Des clous, des cailloux, des tournevis, des armoires, tout un bric-à-brac en proie au désarroi apparaît au fil des phrases, s’en va, revient; une récurrence de sonorité ? Pour le sens symbolique que Roland Dubillard y attache ? Sa poésie est un chaos. Mais un chaos englobé dans la cohérence d’un univers. On reconnaît sa patte au premier coup d’œil, puis on se perd. On croit momentanément comprendre une idée, une intention, une histoire, las, la phrase qui suit contredit tout. Roland Dubillard déconstruit, éparpille les cubes, les réassemble dans le désordre, mélange objets et crise existentielle, fait des pieds et des mains. Des pieds retords qui partent toujours dans des directions différentes, des mains légères qui s’envolent dans l’air. Il faut se résoudre à ne pas raisonner. Saisir un peu d’absurde grinçant, jouir des jeux de langues, écouter la musique. Il n’est pas sûr qu’il veuille toujours dire quelque chose. Mais on se sent quand même face à quelque chose de familier, même quand on lit : son caverneux du carporel encorné d’histoile. Il y a là-dessous un presque-signifiant, bien que pas tout à fait. L’évanescence des êtres et des objets imprègne peu à peu notre atmosphère mentale. La persistance de la lumière, la disparition du chat qui n’a pas conscience de son absence. La vie pèse lourd chez Roland Dubillard, mais elle coule aussi, fluide, vive et liquide. Ce qui parfois fait naître des fulgurances sous sa plume.

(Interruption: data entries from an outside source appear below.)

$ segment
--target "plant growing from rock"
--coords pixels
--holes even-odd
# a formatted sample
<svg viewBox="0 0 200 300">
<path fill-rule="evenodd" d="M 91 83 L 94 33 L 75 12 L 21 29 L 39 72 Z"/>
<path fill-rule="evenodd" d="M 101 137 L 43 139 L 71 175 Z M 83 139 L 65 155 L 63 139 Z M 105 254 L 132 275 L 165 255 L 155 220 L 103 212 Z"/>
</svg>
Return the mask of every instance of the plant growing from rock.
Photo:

je suis celui qui toujours vous reconnaîtra :
Aiguille, mais la plus aiguille
entre toutes les aiguilles;
pomme d’arbre, île d’archipel,
et parmi les oiseaux irréels
le réel oiseau de mes ailes.
(105)

Causse du Larzac – Fritillaire

Causse du Larzac – Lézard vert

Falaises de Saint-Beaulize – Lézard à deux bandes

 

Et je compris qu’heureusement les feuilles
ne me demandaient pas de les assister dans leur crue,
ni les pavés dans leur tendresse et ni les chaises dans leur paille,
et ni les yeux dans leur regard.
Et j’ai senti soudain des kilos de cerises
quitter ma tête et rentrer dans les cerisiers.

Et le souci de mes empreintes
a quitté mes pieds pour le sable.

J’ai passé mon chemin je m’en souviens à peine.

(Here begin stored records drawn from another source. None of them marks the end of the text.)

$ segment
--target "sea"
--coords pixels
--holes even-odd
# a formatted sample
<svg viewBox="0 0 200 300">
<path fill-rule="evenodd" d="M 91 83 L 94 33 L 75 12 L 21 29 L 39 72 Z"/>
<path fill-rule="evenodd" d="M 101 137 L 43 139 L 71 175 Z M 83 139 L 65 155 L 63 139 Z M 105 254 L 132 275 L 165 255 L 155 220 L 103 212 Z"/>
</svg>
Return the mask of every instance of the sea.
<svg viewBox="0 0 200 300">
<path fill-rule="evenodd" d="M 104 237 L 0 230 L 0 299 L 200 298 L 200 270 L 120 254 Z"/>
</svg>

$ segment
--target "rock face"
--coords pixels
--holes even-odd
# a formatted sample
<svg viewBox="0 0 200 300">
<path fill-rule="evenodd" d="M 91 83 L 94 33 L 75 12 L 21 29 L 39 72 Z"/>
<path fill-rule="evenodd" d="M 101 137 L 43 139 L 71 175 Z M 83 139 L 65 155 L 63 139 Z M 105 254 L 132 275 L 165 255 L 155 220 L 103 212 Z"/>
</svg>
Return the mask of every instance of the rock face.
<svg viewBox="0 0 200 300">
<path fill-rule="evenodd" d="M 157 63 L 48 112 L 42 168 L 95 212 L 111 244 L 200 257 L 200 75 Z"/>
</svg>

Une musique belle et triste,
pareille à moi parmi les arbres
pendant que je marchais passait
sans le rendre ni beau ni triste
à travers un trombone en cuivre.
(70)

Les choses

Les choses qu’on enlève;
Les choses qu’on arrache…
Et les choses qui viennent
Au moindre signe…

Et celles qui se précipitent
Par désespoir
Dans le gosier rotatif du hachoir…

Choses qui pèsent
Et qui jamais n’arrivent à tomber…

Roues dont les rayons rayent derrière elles
Le marbre précieux de la table et du ciel…
(142)

Le chat

Ce chat, qui n’avait rien gardé de ses gouttières,
Allant sans but, à travers nos jours ordinaires,
Tout à coup disparut, sans qu’on s’en aperçût.
On ne s’en aperçut qu’alors qu’il n’était déjà plus qu’un chat à l’imparfait.
Lui-même avait-il senti qu’il disparaissait,
Et reniflé ses traces derrière lui ?
Ou bien ne se souciait-il que de réapparaître ailleurs ?
Mais alors sans se souvenir d’avoir jamais été que ça :
Cette disparition ? Disparition de rien.
Par une nuit d’ennui, sans aventure,
Sans regret et sans la moindre tentation de se rappeler, dans ses moustaches,
A qui maintenant peut-être il allait se mettre à manquer…
(153)

Si tu veux développer ta patience;
Si tu veux acquérir cette gigantesque patience
De te supporter toi-même assez longtemps
Pour mourir à la fin paisible et détendu;
Si tu veux, en un mot, devenir le tuyau
Qui ne se noue aucunement au passage de l’eau,
La digérant par siècles sans détour,
Et sans cette sorte de nœud
Que font les gorges qui s’étranglent;
Si la patience est un but
Pour toi, ou simplement une vertu précieuse;
Alors, mon fils, il te faut d’abord te pencher
Patiemment sur l’ardu problème du nœud.